02.07.2017

Rolling Back the Fiduciary Rule: A Primer

02.07.2017

In a new commentary by Crow & Cushing examines the process for rolling back existing regulations and what to expect in the case of the “fiduciary” rule.  Crow & Cushing is a law firm in Princeton, NJ, specializing in serving the alternative investment industry.

During the first weekend of the Trump Presidency, the President promised one of the ways he would stimulate growth in the economy was to cut federal regulations by 75%, or “maybe more.”  A January 20, 2017 Executive Order required that, for every new regulation it proposed, a federal agency needed to identify at least two existing regulations to be repealed.

Crow & Cushing thinks the new President may be aiming a bit high.  Rolling back an existing regulation may be every bit as difficult and time consuming as promulgating the rule in the first place, as they illustrate in the case of the “fiduciary” rule, a regulation the new administration has specifically targeted.

The Crow & Cushing commentary, Rolling back the Fiduciary Rule: A Primer on Making (and Unmaking) a Regulation explains how the government promulgates and enforces regulations and how a proposal to repeal a rule is itself a “proposed rule” that triggers rulemaking in reverse.

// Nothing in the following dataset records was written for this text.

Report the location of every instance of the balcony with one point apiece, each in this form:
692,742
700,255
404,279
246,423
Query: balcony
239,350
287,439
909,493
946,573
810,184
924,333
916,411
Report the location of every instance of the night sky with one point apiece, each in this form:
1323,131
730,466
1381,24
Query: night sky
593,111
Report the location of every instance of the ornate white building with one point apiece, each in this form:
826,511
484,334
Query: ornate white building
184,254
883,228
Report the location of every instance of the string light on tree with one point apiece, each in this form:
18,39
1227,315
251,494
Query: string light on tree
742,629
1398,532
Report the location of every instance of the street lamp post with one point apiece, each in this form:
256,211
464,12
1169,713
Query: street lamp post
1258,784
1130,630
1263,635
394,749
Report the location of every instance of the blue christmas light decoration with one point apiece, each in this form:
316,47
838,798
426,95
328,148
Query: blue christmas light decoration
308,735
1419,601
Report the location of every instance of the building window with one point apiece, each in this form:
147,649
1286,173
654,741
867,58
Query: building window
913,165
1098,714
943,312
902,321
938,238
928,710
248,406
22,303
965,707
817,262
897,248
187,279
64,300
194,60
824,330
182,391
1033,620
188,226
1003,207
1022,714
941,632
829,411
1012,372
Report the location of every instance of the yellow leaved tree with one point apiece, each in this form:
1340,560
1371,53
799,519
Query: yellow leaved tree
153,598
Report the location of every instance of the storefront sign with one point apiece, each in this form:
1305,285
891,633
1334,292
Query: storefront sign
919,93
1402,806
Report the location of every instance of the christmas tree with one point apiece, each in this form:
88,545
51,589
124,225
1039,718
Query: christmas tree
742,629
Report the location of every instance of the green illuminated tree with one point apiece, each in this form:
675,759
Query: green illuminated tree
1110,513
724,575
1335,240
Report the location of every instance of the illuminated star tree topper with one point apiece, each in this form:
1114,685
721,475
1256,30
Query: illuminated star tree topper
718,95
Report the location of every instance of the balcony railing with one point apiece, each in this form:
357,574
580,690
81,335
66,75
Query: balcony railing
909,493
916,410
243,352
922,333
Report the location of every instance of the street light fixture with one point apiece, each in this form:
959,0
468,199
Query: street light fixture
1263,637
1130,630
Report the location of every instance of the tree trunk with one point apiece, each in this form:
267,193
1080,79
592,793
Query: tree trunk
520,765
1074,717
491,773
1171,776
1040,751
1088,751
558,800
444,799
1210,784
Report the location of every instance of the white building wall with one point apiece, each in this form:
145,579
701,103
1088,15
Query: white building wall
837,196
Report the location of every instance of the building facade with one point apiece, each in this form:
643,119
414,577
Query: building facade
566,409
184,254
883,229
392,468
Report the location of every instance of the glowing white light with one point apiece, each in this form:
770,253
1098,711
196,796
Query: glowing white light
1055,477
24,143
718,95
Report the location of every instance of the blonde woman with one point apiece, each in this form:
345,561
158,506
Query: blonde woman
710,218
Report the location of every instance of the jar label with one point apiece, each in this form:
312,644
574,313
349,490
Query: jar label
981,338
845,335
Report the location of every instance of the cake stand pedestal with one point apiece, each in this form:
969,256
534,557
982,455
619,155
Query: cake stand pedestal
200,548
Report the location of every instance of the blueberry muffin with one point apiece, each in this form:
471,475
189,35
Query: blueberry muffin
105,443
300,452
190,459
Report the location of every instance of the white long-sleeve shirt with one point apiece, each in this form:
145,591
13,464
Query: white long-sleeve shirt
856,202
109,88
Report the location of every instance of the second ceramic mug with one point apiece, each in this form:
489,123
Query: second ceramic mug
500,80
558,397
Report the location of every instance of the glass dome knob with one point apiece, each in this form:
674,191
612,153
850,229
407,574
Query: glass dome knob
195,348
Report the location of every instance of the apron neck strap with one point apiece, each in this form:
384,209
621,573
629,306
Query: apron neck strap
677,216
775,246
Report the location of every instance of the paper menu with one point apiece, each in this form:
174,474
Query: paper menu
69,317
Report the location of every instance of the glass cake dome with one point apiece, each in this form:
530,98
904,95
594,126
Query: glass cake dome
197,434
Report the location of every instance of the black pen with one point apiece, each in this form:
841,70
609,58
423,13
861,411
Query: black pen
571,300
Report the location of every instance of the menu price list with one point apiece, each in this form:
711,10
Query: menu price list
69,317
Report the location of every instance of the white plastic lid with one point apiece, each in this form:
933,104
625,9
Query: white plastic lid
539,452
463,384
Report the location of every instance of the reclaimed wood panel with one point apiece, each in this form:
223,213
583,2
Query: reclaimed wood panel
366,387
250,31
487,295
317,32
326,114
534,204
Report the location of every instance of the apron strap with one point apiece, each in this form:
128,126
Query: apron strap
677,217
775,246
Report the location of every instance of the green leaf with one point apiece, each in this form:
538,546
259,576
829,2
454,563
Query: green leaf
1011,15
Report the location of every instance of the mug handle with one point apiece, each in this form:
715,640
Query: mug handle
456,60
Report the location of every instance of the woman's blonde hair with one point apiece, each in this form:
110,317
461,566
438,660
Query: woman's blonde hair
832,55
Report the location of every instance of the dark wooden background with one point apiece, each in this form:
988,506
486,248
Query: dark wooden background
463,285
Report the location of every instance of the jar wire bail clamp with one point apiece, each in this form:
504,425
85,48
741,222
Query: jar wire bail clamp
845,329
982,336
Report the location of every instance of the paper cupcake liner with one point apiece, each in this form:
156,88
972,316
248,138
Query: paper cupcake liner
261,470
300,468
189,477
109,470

The key insights provided in the paper include:

  • When Congress passes a law, it typically authorizes a federal agency to develop regulations which are necessary to implement the law.  In doing so, the agencies are guided by the Administrative Procedure Act.[1]  New regulations or amendments to existing regulations are called “proposed rules.”
  • The rules govern businesses, non-profits and individuals across a broad range of conduct.  Just how are these regulations promulgated?  When Congress passes a law, it typically authorizes a federal agency to develop regulations which are necessary to implement the law.  In doing so, the agencies are guided by the Administrative Procedure Act.[2]  New regulations or amendments to existing regulations are called “proposed rules.”  The APA requires that agencies publish proposed rules in the Federal Register at least 30 days before they are effective and provide a means for the public to offer amendments, to comment on or to object to the regulatory proposal.
  • Once made, regulations can be overturned by the courts or an act of Congress, or pursuant to the Congressional Review Act (“CRA”), [3] under which Congress can disapprove a rule by joint resolution, subject to presidential veto, within 60 legislative days after submission to Congress for “major” rules and within 30 days for “non-major” rules.
  • Until the second week of the Trump Presidency, Congress had only once before, in 2011, successfully utilized the 20-year-old CRA, to overturn a rule requiring that employers take steps to avoid ergonomic injuries, while President Obama had vetoed five other attempts.  In just one week, Congress has now used the CRA five times to roll back a regulation, including an SEC rule requiring energy companies to disclose payments made to foreign governments for developmental rights.
  • Unless vulnerable under the CRA, the President will likely find that eliminating federal regulations, especially the ones he deems overly burdensome for business, is a complicated and lengthy process.  A proposal to repeal a rule is itself a “proposed rule,” and it triggers rulemaking in reverse.  Rolling back a regulation requires publication, comment and perhaps hearings.
  • Take the “fiduciary” rule as an example. The fiduciary rule was promulgated in April 2016.  So it is not subject to congressional disapproval under the CRA.  Creating the rule took years and was a contentious, complicated affair.  Repealing it may be no easier.  The fiduciary rule cannot be undone through an abbreviated procedure.  Rolling it back would require a new proposal, notice and a potentially lengthy comment and hearing period.  In other words, it might take just as long to unmake the rule as it took to make it in the first place.  What is more, it is almost certain that a repealer would not be in place by the time the rule is scheduled to take effect, on April 10, 2017.
  • There is, however, a tactic on offer to take the sting out of the fiduciary rule or, for that matter, any regulation.  Without funding and a regulator willing to regulate, a rule will have no effect.  If the new administration decides to withhold funding and declines to enforce the regulation, those who are regulated need not worry about federal government interference.  The rule could soon be forgotten.
  • While the firm’s purpose is not to recommend policy, it does see merit in a suggestion by Cass Sunstein, who served in the Obama White House, in a November 29, 2016 Bloomberg View column.  He called the “two-for-one” idea a “gimmick,” and proposed tweaking the mechanism for eliminating regulations based on a focus on the burdens they impose:  the administration could waive two-for-one or impose two-for-one on a government-wide basis, with an emphasis in either case on preventing imposition of a costly rule while eliminating two whose total cost is modest.
  • Assessing the costs of a roll back of the fiduciary rule is no easy matter.  It requires a balance of the burden on the industry against the cost of repeal borne exclusively by consumers, in the form of higher fees.  That’s only one reason an attempted repeal might be controversial, and maybe challenging.